Some words from David Carr’s The Night of the Gun:

“Every hangover begins with an inventory.” (8)

“I’m not obsessed with my own privates, but I’m not one to point a pistol at them, either.” (13)

“Tucked in safe suburban redoubts, kids who had it soft like me manufactured peri. When there is no edge, we make our own, reaching for something that would approximate the cliche of being fully alive because we could die at any minute. That search for sensation leads to the self divorcing from the body, a la Descartes, and a life of faux peril. Everything that brought me joy involved risk.” (19)

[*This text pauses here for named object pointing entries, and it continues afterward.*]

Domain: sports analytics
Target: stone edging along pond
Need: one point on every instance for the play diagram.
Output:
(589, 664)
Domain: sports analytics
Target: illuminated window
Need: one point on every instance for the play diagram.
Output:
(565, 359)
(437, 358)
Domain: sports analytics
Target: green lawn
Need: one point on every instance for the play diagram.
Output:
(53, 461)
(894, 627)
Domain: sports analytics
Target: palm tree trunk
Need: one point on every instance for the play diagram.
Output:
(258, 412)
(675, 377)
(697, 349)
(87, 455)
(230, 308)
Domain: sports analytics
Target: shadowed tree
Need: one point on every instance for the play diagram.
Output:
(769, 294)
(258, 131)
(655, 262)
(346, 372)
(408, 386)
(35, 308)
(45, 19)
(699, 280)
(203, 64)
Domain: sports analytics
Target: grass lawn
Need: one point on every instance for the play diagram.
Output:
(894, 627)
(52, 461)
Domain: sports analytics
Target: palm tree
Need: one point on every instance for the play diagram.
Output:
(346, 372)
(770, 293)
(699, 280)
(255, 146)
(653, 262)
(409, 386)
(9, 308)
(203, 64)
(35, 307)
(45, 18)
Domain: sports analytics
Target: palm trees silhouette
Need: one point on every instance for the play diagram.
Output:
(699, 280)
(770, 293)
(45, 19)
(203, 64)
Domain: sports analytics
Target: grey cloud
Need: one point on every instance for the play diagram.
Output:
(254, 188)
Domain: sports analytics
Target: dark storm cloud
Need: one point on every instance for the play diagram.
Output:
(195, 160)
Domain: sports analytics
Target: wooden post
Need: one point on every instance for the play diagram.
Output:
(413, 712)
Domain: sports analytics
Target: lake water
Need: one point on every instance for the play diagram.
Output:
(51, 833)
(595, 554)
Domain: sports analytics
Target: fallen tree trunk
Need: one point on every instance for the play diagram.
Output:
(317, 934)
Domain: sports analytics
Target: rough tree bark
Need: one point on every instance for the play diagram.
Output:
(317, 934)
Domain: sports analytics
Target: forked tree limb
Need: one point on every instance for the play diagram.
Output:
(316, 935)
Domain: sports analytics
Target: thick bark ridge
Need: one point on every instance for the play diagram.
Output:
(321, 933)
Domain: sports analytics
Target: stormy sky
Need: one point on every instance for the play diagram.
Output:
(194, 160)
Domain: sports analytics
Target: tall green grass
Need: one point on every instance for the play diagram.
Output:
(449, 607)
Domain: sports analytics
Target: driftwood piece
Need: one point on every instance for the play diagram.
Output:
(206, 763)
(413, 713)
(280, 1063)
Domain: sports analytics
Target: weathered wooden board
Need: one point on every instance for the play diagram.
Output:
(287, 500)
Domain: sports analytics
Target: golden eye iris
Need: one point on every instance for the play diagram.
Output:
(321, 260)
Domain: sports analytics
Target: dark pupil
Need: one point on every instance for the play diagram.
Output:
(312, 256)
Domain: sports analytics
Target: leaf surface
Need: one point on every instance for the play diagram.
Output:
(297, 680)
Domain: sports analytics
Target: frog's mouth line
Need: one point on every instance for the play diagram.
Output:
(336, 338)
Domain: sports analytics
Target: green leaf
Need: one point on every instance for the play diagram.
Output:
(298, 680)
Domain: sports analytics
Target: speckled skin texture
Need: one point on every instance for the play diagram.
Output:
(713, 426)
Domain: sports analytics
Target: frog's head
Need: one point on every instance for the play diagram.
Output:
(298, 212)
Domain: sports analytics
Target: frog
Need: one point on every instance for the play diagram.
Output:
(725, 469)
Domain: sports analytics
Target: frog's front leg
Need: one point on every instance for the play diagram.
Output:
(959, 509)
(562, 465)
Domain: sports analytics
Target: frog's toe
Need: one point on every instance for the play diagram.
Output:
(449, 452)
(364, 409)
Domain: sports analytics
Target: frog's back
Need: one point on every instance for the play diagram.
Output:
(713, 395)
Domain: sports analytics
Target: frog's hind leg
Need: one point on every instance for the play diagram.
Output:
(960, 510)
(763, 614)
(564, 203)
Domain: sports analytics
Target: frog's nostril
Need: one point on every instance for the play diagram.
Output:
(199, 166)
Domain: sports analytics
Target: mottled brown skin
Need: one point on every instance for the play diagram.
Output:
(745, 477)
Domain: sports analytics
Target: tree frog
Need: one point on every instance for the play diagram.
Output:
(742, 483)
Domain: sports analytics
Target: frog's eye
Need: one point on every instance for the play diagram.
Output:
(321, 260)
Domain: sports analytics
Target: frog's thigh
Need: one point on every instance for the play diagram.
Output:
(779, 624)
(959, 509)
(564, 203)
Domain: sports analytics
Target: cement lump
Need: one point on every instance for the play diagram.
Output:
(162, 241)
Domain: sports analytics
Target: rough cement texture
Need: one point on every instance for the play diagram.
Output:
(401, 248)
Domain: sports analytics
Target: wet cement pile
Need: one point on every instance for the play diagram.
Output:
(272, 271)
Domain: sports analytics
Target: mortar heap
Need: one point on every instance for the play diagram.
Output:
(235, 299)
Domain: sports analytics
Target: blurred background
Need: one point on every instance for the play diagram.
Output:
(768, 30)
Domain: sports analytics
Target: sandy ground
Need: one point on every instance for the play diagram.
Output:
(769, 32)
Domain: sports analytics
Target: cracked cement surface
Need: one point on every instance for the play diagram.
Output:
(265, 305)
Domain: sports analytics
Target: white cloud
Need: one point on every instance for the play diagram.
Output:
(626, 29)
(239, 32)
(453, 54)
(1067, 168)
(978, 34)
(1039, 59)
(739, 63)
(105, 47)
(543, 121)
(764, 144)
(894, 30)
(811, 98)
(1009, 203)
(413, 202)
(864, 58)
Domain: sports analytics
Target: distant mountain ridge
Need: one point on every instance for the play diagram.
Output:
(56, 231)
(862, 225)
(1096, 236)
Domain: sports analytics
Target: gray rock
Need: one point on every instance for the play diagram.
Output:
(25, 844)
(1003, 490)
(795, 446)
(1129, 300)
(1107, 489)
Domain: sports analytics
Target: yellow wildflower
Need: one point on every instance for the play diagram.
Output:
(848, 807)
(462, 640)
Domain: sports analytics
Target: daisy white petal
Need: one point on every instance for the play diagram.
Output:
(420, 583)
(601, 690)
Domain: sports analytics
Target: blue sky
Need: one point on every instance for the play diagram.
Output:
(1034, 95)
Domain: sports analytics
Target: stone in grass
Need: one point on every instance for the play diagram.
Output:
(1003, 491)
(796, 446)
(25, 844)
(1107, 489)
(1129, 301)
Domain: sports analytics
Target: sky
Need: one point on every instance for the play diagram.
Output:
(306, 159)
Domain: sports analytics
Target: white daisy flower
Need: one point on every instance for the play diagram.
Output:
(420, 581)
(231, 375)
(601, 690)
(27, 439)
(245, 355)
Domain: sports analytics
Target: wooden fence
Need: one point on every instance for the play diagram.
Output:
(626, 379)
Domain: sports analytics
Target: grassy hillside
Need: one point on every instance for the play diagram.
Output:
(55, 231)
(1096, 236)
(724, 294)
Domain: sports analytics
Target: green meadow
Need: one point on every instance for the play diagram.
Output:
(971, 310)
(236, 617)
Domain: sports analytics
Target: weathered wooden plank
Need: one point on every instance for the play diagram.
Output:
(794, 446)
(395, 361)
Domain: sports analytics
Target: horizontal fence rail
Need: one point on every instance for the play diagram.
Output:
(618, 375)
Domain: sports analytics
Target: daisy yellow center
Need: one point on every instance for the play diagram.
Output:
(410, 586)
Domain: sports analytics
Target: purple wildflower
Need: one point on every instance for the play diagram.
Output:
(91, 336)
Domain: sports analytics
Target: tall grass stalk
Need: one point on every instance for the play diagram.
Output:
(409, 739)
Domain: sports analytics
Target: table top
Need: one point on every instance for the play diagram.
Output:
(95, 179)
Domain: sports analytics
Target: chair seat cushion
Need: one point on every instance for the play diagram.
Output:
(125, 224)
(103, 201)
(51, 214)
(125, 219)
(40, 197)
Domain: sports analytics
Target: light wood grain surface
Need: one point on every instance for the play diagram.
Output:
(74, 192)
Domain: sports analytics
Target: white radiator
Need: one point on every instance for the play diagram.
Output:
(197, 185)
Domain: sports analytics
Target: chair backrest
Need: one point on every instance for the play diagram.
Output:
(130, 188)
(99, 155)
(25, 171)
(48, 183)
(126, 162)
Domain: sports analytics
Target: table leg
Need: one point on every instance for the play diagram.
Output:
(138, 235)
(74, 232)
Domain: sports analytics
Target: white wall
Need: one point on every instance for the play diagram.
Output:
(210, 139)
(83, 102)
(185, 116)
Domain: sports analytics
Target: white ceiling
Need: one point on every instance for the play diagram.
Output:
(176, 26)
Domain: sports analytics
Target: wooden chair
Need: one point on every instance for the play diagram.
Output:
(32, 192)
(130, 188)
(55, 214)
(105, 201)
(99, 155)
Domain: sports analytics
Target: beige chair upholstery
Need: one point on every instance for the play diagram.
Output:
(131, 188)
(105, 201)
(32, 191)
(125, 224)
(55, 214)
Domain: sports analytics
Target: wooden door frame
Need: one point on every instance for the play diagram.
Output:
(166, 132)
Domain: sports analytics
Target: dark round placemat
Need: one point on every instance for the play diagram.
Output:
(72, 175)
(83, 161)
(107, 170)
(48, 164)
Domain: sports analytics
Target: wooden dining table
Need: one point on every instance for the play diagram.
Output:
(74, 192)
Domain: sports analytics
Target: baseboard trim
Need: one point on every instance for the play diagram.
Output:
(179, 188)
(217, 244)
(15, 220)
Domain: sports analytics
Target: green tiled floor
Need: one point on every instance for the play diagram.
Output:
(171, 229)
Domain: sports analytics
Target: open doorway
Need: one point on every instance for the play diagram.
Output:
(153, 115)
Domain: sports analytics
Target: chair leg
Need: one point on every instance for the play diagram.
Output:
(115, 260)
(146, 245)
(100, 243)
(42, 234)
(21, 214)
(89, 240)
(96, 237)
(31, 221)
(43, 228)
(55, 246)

“Truth is singular and lies are plural, but history—the facts of what happened—is both immutable and mostly unknowable. Can I somehow remember enough to type my way to an unvarnished recitation of what happened to me? No chance.” (25)

“Muskie fishing is an apt metaphor for the lot of the common man. You could make as many as twelve thousand casts on average before you caught one. If Sisyphus were around, he’d be a muskie man.” (36)

“The difference between my status above ground and his below is luck and another more.” (105)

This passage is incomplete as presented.